Summary & Overview
HCPCS J3246: Tirofiban HCl Injection, 0.25 mg
HCPCS Level II code J3246 identifies a 0.25 mg injection of tirofiban hydrochloride, an intravenous antiplatelet agent used in acute coronary syndromes and during percutaneous coronary interventions. Nationally, accurate reporting of this drug code matters for inpatient and outpatient cardiac care billing, medication utilization monitoring, and payer payment policies for high-cost, procedure-associated medications. Clear coding supports appropriate clinical documentation and payment alignment across hospital and emergency settings.
This analysis covers major national payers: Aetna, Blue Cross Blue Shield, Cigna Health, UnitedHealthcare, and Medicare. Readers will find benchmarks for coverage and payment patterns, summary of relevant policy considerations, clinical context for use of tirofiban, and common billing practices associated with injectable antiplatelet therapy. The publication highlights where consistent coding of J3246 affects reimbursement, claim adjudication, and hospital drug cost reporting. It also outlines typical sites of service where J3246 is billed and provides context for operational and billing staff regarding when this HCPCS Level II code is most likely encountered.
Data not available in the input for payer-specific rates or associated taxonomies.
Billing Code Overview
HCPCS Level II code J3246 represents an injection of tirofiban hydrochloride, 0.25 mg. This code is used to report administration of the antiplatelet agent tirofiban, typically delivered as an injectable medication for acute coronary syndromes and percutaneous coronary intervention support.
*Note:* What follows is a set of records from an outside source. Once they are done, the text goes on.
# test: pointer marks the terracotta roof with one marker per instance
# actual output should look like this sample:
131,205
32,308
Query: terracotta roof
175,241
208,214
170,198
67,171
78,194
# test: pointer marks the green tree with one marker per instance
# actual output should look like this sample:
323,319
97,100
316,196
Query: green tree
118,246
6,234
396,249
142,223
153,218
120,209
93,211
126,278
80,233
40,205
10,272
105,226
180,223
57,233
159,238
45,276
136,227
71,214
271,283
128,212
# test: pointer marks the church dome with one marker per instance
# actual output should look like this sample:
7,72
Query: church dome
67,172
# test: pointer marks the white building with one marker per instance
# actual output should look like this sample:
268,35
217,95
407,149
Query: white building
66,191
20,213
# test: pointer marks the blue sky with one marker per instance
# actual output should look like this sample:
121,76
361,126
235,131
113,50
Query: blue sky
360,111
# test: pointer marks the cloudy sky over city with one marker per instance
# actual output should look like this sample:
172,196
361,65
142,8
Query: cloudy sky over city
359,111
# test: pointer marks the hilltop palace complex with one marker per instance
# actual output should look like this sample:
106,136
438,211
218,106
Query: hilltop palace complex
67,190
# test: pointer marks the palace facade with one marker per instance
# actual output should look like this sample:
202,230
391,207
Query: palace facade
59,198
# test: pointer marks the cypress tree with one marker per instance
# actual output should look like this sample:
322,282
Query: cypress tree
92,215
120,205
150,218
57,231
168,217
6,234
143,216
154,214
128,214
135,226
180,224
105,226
Service Type: Drug administration / Injectable antiplatelet therapy
Typical Site of Service: Hospital inpatient, hospital outpatient, and emergency department settings where acute cardiovascular interventions or management are provided
Data not available in the input.
Clinical & Coding Specifications
Clinical Context
A 62-year-old male presents to the hospital emergency department with acute chest pain, diaphoresis, and ECG changes consistent with non–ST-elevation myocardial infarction (NSTEMI). Coronary angiography demonstrates a high thrombotic burden in a culprit coronary lesion. The interventional cardiology team administers an intravenous glycoprotein IIb/IIIa inhibitor to reduce platelet aggregation and lower periprocedural thrombotic risk. Medication ordered and billed is J3246 (injection, tirofiban hcl, 0.25 mg) given as an IV bolus followed by continuous infusion per institutional protocol.
Typical site of service: inpatient hospital (cardiac catheterization lab or intensive care unit) or hospital outpatient infusion suite during or immediately after percutaneous coronary intervention (PCI).
Clinical workflow: patient triage and diagnosis of acute coronary syndrome → consent for coronary angiography/PCI → vascular access and angiography → decision to use adjunctive antiplatelet therapy based on angiographic thrombus and risk → administer J3246 bolus in catheterization lab with documentation of dose, route, and time → continue infusion in monitored setting if indicated with nursing flowsheet and monitoring for bleeding and thrombocytopenia → reconcile and bill drug as HCPCS J3246 with appropriate modifiers and linkage to the primary diagnosis and procedural CPT codes for PCI.